Tiul, le plus mauvais magicien qu’ait connu la Maison, est contraint de s’allier à Anthalus, mercenaire Nain pragmatique et calculateur. A l’autre bout du continent, l’écuyer Alishr, la championne Esmée et le roi Ythern échappent de justesse à un coup d’état ; tandis qu’au cœur de la Grande forêt, l’Elfe Qiruë se lance dans une quête désespérée.
Actusf : Sur quoi travaillez-vous actuellement ?
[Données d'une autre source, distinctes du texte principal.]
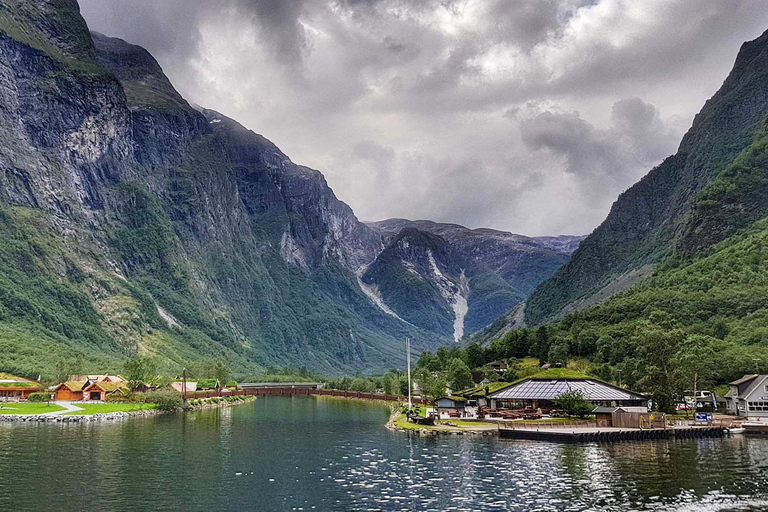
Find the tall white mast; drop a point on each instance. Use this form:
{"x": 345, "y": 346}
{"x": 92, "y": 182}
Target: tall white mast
{"x": 408, "y": 358}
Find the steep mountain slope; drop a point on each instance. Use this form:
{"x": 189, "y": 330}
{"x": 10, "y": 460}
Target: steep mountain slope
{"x": 453, "y": 280}
{"x": 134, "y": 222}
{"x": 646, "y": 220}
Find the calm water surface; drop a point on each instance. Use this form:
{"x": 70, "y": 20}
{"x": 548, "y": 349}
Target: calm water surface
{"x": 305, "y": 453}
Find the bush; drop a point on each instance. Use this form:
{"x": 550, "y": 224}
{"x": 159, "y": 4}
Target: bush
{"x": 119, "y": 397}
{"x": 165, "y": 399}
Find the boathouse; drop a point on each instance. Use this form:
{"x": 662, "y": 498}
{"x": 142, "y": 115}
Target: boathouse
{"x": 451, "y": 404}
{"x": 13, "y": 387}
{"x": 540, "y": 392}
{"x": 748, "y": 396}
{"x": 69, "y": 390}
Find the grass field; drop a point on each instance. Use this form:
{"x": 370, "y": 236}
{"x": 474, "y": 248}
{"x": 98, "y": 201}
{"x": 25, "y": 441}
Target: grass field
{"x": 89, "y": 409}
{"x": 28, "y": 408}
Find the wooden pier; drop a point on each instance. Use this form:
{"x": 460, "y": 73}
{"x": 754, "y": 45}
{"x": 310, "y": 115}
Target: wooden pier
{"x": 608, "y": 435}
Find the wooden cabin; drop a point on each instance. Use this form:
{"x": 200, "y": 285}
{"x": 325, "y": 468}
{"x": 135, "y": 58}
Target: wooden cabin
{"x": 14, "y": 387}
{"x": 75, "y": 387}
{"x": 451, "y": 404}
{"x": 98, "y": 391}
{"x": 70, "y": 390}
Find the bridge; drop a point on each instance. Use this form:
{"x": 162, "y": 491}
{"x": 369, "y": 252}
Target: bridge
{"x": 300, "y": 388}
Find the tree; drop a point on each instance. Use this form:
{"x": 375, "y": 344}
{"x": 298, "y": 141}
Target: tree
{"x": 558, "y": 354}
{"x": 574, "y": 404}
{"x": 460, "y": 375}
{"x": 657, "y": 349}
{"x": 140, "y": 371}
{"x": 542, "y": 343}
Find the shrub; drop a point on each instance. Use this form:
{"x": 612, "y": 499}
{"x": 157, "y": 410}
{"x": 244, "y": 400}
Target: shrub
{"x": 119, "y": 397}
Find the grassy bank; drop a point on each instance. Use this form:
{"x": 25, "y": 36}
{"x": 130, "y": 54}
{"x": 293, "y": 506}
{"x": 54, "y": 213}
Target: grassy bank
{"x": 88, "y": 409}
{"x": 29, "y": 408}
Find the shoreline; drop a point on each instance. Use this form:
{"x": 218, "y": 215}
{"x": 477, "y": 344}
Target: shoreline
{"x": 204, "y": 403}
{"x": 397, "y": 422}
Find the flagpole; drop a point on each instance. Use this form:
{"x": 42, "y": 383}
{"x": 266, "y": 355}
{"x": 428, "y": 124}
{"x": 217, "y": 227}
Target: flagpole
{"x": 408, "y": 358}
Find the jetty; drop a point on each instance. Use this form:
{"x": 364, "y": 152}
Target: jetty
{"x": 608, "y": 434}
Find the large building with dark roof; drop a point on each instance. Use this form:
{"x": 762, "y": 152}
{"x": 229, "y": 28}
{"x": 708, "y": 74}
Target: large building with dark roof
{"x": 538, "y": 392}
{"x": 748, "y": 396}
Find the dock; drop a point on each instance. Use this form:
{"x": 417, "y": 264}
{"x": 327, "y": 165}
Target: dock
{"x": 608, "y": 434}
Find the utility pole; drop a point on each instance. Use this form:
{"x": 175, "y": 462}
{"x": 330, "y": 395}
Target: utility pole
{"x": 695, "y": 394}
{"x": 408, "y": 359}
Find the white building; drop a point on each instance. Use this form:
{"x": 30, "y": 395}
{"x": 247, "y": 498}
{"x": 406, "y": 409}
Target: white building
{"x": 748, "y": 396}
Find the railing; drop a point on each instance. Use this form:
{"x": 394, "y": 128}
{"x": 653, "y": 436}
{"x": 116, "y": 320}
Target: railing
{"x": 305, "y": 391}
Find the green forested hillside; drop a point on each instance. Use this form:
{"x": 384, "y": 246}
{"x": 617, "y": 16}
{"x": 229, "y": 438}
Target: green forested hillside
{"x": 646, "y": 221}
{"x": 705, "y": 311}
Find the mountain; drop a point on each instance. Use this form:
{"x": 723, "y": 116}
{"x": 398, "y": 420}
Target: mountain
{"x": 647, "y": 221}
{"x": 132, "y": 221}
{"x": 452, "y": 280}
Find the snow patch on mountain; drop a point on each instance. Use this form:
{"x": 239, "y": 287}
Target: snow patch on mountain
{"x": 455, "y": 295}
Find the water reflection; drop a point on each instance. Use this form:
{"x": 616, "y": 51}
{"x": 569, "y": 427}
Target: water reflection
{"x": 302, "y": 453}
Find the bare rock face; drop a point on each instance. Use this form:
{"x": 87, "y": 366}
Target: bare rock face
{"x": 454, "y": 280}
{"x": 123, "y": 206}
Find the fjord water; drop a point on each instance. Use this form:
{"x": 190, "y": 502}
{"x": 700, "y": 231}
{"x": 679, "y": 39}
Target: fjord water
{"x": 306, "y": 453}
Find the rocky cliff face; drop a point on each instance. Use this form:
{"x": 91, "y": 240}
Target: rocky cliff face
{"x": 453, "y": 280}
{"x": 647, "y": 219}
{"x": 134, "y": 222}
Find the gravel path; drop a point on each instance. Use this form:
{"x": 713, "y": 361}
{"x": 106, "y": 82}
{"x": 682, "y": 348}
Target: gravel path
{"x": 67, "y": 406}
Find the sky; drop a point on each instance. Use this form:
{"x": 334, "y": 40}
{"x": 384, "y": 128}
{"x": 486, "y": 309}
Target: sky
{"x": 529, "y": 116}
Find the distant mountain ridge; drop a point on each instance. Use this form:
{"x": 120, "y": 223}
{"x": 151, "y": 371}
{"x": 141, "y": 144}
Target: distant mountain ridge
{"x": 454, "y": 280}
{"x": 134, "y": 222}
{"x": 646, "y": 222}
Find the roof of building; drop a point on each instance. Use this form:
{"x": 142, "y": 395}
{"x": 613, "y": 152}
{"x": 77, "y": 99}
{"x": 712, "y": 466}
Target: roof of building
{"x": 534, "y": 388}
{"x": 744, "y": 379}
{"x": 191, "y": 386}
{"x": 756, "y": 383}
{"x": 107, "y": 387}
{"x": 454, "y": 398}
{"x": 73, "y": 385}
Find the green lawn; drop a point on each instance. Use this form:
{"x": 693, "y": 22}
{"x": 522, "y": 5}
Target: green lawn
{"x": 28, "y": 408}
{"x": 109, "y": 407}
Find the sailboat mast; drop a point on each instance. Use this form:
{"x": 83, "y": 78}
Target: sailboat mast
{"x": 408, "y": 359}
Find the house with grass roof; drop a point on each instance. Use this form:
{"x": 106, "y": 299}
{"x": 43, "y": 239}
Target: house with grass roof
{"x": 69, "y": 390}
{"x": 98, "y": 391}
{"x": 13, "y": 387}
{"x": 79, "y": 387}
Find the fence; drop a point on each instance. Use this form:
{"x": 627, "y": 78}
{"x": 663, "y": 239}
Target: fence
{"x": 306, "y": 391}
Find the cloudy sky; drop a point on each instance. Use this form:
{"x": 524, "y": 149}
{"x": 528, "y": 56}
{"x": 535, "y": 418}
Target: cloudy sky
{"x": 524, "y": 115}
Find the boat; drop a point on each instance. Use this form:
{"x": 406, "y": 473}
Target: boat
{"x": 755, "y": 427}
{"x": 421, "y": 420}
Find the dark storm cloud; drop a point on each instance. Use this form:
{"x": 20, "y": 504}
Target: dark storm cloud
{"x": 527, "y": 115}
{"x": 602, "y": 160}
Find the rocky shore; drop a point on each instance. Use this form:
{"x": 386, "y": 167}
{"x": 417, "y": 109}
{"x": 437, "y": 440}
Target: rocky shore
{"x": 76, "y": 418}
{"x": 115, "y": 416}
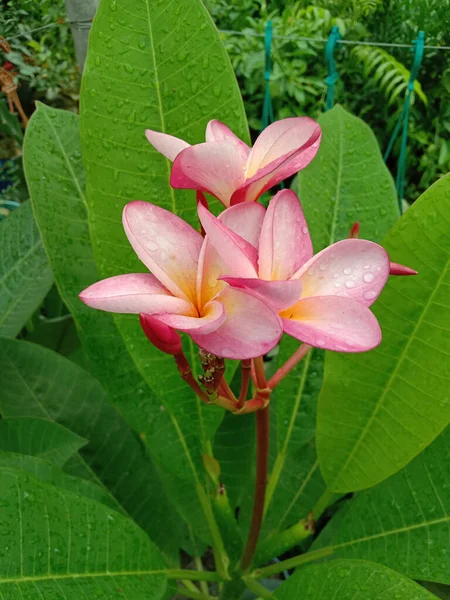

Adrien Tomas : Je prépare actuellement la sortie en janvier 2019 d’Engrenages et Sortilèges, aux éditions Rageot, et termine les corrections de Zoomanciens pour les éditions Lynks, qui devrait sortir avant l’été prochain. A côté de ça, je travaille un roman basé sur le personnage de Tia Morcese, que j’ai créé à l’occasion d’un duo de nouvelles en 2015 (pour les anthologies de Trolls & Légendes et des Imaginales). Et quelques autres projets dans les tiroirs, qui attendent que j’aie le temps de m’y coller : un roman fantasy-steampunk, un space-opera et un roman jeunesse, pas forcément dans cet ordre…
Actusf : Où peut-on vous rencontrer dans les mois à venir ?
Adrien Tomas : Les 1 et 2 décembre prochains, à Toulouse pour le Toulouse Game Show. Et je peux déjà annoncer les Oniriques à Meyzieu, près de Lyon, en mars. Ensuite… on verra selon les invitations !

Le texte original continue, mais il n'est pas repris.